Autorisé à sortir temporairement de l’hôpital Corentin Celton, le maire UDI, physiquement affaibli et se déplaçant en fauteuil roulant, assure néanmoins être apte à poursuivre son engagement. « Un certificat médical atteste que je suis intellectuellement en forme, je n’ai pas hésité », affirme-t-il. « Et qui sait pour aller au bout du mandat, si Dieu le veut ».
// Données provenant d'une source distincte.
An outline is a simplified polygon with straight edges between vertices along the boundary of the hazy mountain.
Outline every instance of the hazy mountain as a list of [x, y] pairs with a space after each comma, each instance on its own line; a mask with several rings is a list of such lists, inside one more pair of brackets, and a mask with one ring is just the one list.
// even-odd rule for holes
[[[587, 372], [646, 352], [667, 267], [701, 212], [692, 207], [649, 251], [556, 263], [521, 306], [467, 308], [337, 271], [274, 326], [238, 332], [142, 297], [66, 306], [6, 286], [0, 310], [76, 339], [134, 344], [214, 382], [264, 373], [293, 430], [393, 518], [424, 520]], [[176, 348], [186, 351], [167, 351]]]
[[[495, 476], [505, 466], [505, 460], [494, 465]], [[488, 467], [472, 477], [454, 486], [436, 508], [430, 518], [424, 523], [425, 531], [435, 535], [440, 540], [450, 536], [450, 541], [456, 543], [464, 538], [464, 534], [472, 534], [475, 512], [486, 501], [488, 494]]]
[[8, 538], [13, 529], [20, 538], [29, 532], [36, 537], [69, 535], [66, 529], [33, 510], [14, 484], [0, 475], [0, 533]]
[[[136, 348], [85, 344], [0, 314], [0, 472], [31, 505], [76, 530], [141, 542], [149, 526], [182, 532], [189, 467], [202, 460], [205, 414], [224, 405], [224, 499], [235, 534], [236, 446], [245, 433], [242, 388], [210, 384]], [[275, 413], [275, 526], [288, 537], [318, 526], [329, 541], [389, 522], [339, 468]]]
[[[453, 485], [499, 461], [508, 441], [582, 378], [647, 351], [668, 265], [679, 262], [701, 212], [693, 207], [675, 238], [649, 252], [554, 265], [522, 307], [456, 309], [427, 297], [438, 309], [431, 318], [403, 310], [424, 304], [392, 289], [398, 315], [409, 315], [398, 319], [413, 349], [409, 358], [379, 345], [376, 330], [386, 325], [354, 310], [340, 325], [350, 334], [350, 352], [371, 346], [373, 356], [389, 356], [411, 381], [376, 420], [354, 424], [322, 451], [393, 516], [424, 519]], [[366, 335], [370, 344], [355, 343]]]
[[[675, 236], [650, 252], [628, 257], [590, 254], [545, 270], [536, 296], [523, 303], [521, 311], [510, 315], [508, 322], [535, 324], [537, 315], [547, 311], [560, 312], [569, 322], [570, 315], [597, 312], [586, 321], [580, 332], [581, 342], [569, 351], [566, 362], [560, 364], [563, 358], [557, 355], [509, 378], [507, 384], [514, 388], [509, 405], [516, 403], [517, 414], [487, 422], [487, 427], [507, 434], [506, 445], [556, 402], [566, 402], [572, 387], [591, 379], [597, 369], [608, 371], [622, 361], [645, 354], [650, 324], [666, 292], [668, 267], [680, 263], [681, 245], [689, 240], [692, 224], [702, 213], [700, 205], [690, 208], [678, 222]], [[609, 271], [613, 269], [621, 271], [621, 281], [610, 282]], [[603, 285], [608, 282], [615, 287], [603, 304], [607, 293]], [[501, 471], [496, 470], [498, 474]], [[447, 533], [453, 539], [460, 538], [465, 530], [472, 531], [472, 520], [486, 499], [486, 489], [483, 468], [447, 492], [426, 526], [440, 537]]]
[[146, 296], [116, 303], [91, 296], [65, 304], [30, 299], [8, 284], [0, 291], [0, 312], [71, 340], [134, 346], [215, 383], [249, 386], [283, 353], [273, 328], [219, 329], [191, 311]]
À la tête de la commune depuis 1980, André Santini met en avant la solidité de son équipe et l’absence de rivalités internes durant son absence. Il pourra aussi compter sur le soutien de Gabriel Attal, député de la circonscription, même si ce dernier ne figure pas sur la liste.
Cette annonce intervient alors qu’André Santini vient de subir un revers judiciaire. Le 13 janvier, selon Le Monde le tribunal administratif de Cergy-Pontoise a annulé la protection fonctionnelle qui lui avait été accordée par le conseil municipal en octobre 2022. Cette assistance juridique et financière avait été votée alors que le maire faisait l’objet d’une enquête préliminaire, à la suite de plaintes déposées par deux anciens collaborateurs pour « agression sexuelle, harcèlement moral et sexuel ». La juridiction avait été saisie par des élus d’opposition.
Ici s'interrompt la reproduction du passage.